Monday, January 19, 2009

Capital Budgets


This afternoon the budget committee took evidence from the the MPA, LDA, TfL and LFEPA on their capital budgets. They tell us that the financial crisis is forcing them to tighten their purse strings. TfL are considering the possibility of declining income as passenger numbers fall, although as yet there is no sign of this happening.

On the positive side, falling construction costs and property prices mean that we can do more with less money - but there is one snag.

Remember the previous Mayor, you know, the one who told us that we would pay off the Olympic costs by selling all the property at a huge profit? Doesn't look so good now... The LDA are going to revise their spreadsheet to reflect falling values.

And there was bad news for TfL too. When Bob Kiley arrived, they bought a house in Belgravia for him to stay in. Ken claimed that when they sold the property, the profit would more than cover Mr Kiley's salary. Today TfL admitted that years after Bob's return to The States they still own the house. It is currently being rented out as the market is deemed unsuitable to sell it at present...


Ken has gone but the costs linger on.

7 comments:

Rog T said...

Roger,

I was rather interested in the comments regarding Bob Kiley's house. A few questions spring to mind. Firstly why wasn't it sold when he left? Secondly, if that was down to Ken's largess, why wasn't it sold by Boris when he got in? Third, it was bought years ago so surely the rents have gone up & interest rates down, so surely the rent should be covering any mortgage (or beating the rate of interest that you'd get for an equivalent sum of money).
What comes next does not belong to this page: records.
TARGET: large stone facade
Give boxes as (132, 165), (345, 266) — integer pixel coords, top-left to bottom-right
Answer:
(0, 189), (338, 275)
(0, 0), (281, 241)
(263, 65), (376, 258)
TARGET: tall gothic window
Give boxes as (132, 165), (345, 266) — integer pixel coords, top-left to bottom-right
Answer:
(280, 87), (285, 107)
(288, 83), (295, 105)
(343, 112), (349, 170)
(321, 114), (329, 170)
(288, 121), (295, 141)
Lastly given the capital appreciation of the property from the date it was bought, surely TFL have done rather well out of it.

Just out of interest, who is living there? I do hope it hasn't been given to another crony at no, or a peppercorn rent.

I'd forgotten about Bob Kiley. It is quite interesting to recall how his appointment was greeted at the time as a masterstroke by everyone (left and right). It's strange how these things seem to work out.

Roger Evans said...

A lot of questions there! TfL seemed reluctant to discuss the specifics so we may never know...

I suppose if we hang onto the house long enough it will come back up. That's what I'm hoping for from my 'apartment' anyway.

When Bob was due to arrive in London I came across some New Yorkers in a hotel in town. When I told them, they said "He's made a better job of your railway than he did of ours!", which was slightly worrying as he wasn't due to start in London for another month...

Rog T said...

Roger,

Surely an FOI request would answer many of the questions. Given the state of the property market, I'd agree that it's best to wait. My concern is that the property is being rented at a less than market rate to a TFL crony. I'm sure that both of us wouldn't want to see that happen.

I felt a bit sorry for Bob Kiley. He was stuck in the middle of a war between Ken & Gordon Brown at the treasury. No wonder he hit the bottle

morris hickey said...

"TfL seemed reluctant to discuss......"

So what next then? FOI request or a P45? TfL are an incompetent mob in need of wholesale reform.

Rog T said...

Roger, a quick question about TFL and the workings of the London Assembly, if you don't mind. I was looking at one of the assembly publications on it's website :-

http://www.london.gov.uk/assembly/reports/transport/cross-river-tram.pdf

In appendix C, there is a list of attendees. I noticed that not a single assembly member is listed as attending. I have been told that some attended (not the committee members listed at the beginning). Is there a convention that they are not listed on these reports? If so is there a reason for this. Just curious. Some of the ways of TFL puzzle me.

Roger Evans said...

Rog T, the report you refer to is actually an assembly publication so TfL's only involvement was in giving evidence. They are not responsible for the report.

The appendix lists representatives of outside organisations who gave up their time to attend and contribute.

Members of the committee are listed as such elsewhere in the report, however this is not the full story because some of the usual committee members were substituted for at the meeting by other members.

One of these was Brian Coleman who made his presence felt by objecting to the tram proposal, to the extent that his efforts were - I believe - reported by some of the pro tram bloggers, after the meeting. I was also present and I raised an objection on the grounds of cost. I can think of many better ways to spend £1.3 billion...

morris hickey said...

Brian Coleman objected? Does he know what public transport looks like other than black cabs?